RxTS Margin Expansion

Prescription Technology Solutions (RxTS) continues to demonstrate operating leverage. While revenue grew 9%, Adjusted Operating Profit grew 18%, pushing margins to an impressive 18.5%.

🐻 Bear Case

Medical-Surgical Deterioration

The segment slated for separation is underperforming. Revenue was flat (+1%), but Adjusted Operating Profit fell 10% due to lower volumes in physician offices and a weak illness season. Margins compressed by over 110 basis points.

North American Pharma Margin Compression

While the core pharma segment grew revenue by 9% to $88.3B, operating profit only grew 6%, implying margin compression (approx. 92bps vs 101bps prior year). Growth is volume-driven but slightly less profitable.

⚖️ Verdict: 🟢

Bullish. McKesson is effectively executing its pivot toward higher-margin oncology and technology services. The weakness in Medical-Surgical is a concern, but the upcoming separation of that business makes the core 'New McKesson' narrative even stronger.

Key Themes

DRIVER🟢🟢

Oncology & Multispecialty Breakout

Accelerating. The strategic shift to specialty care is paying off massively. This segment is no longer just a pilot; it's a primary profit driver. Revenue growth of 37% and profit growth of 57% validate the acquisitions of PRISM Vision and Florida Cancer Specialists. This segment is successfully offsetting slower growth in legacy distribution.

CONCERN🔴

Medical-Surgical Drag

Decelerating. The Medical-Surgical segment posted a 10% profit decline on flat revenue (+1%). Management cites 'lower incidence of illness' and lower office visits. This is the third consecutive quarter of commentary regarding softness in this segment (Q1 +2% Rev, Q2 Flat Rev, Q3 +1% Rev). As McKesson prepares to spin this unit off, deteriorating fundamentals could impact the valuation or capital structure of the separation.

THEMENEW🟢

Europe Exit Finalized

McKesson closed the sale of its Norwegian retail and distribution businesses on Jan 30, 2026. This marks the completion of its multi-year strategy to exit Europe. This removes currency drag and operational complexity, allowing 100% focus on North American growth pillars.

DRIVER

Prescription Tech (RxTS) Leverage

Stable/Accelerating. RxTS continues to be a margin machine. Segment profit ($277M) grew twice as fast as revenue, driven by 'higher demand for access solutions' (likely GLP-1 prior authorizations). Margins expanded ~133bps YoY to 18.5%. This high-margin revenue stream is critical for blending up the consolidated margin profile.

Other KPIs

North American Pharmaceutical Revenue$88.3 billion

Stable. Up 9% YoY. Driven by increased prescription volumes and specialty products. While the growth is solid, it lags the blistering pace of FY25 (which saw ~15-19% growth), indicating normalization as they lap the onboarding of major strategic customers.

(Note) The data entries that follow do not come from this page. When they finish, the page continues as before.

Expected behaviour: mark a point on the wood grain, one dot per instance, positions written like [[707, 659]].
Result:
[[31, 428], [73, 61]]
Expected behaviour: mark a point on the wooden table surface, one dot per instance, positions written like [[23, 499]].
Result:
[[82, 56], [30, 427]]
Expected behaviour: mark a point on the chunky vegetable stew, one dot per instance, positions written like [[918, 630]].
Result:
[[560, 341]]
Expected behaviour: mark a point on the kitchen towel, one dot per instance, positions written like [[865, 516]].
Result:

Free Cash Flow (YTD)$2.2 billion

Reversing. FCF improved significantly. In the first nine months of FY25, FCF was negative $2.2B (due to timing/investments). YTD FY26 is positive $2.2B. This swing of +$4.4B supports the aggressive capital return strategy ($2.1B in buybacks YTD).

Adjusted Operating Expenses$2.08 billion

Accelerating. Adjusted OpEx increased 7% YoY, while Adjusted Gross Profit increased 10%. This positive jaw (Gross Profit growing faster than Expenses) demonstrates the operating leverage management has promised.

Guidance

FY26 Adjusted EPS$38.80 - $39.20

Accelerating. Raised and narrowed from prior range of $38.35 - $38.85. The midpoint ($39.00) implies ~18% YoY growth. This is a strong signal that Q4 is expected to remain healthy despite Med-Surg headwinds.

Key Questions

Med-Surg Structural Weakness?

Medical-Surgical profit fell 10% this quarter following a flat Q2. Is this solely due to 'illness season' volatility, or are we seeing structural share loss or margin compression ahead of the planned spin-off?

North American Pharma Margin Compression

Revenue grew 9% while adjusted operating profit only grew 6%. What specific mix shifts or cost pressures are compressing margins in the core distribution business?

Rite Aid Credit Sustainability

GAAP results benefited from a credit related to the Rite Aid bankruptcy. Was this a one-time reversal of bad debt reserves, and is there any remaining exposure?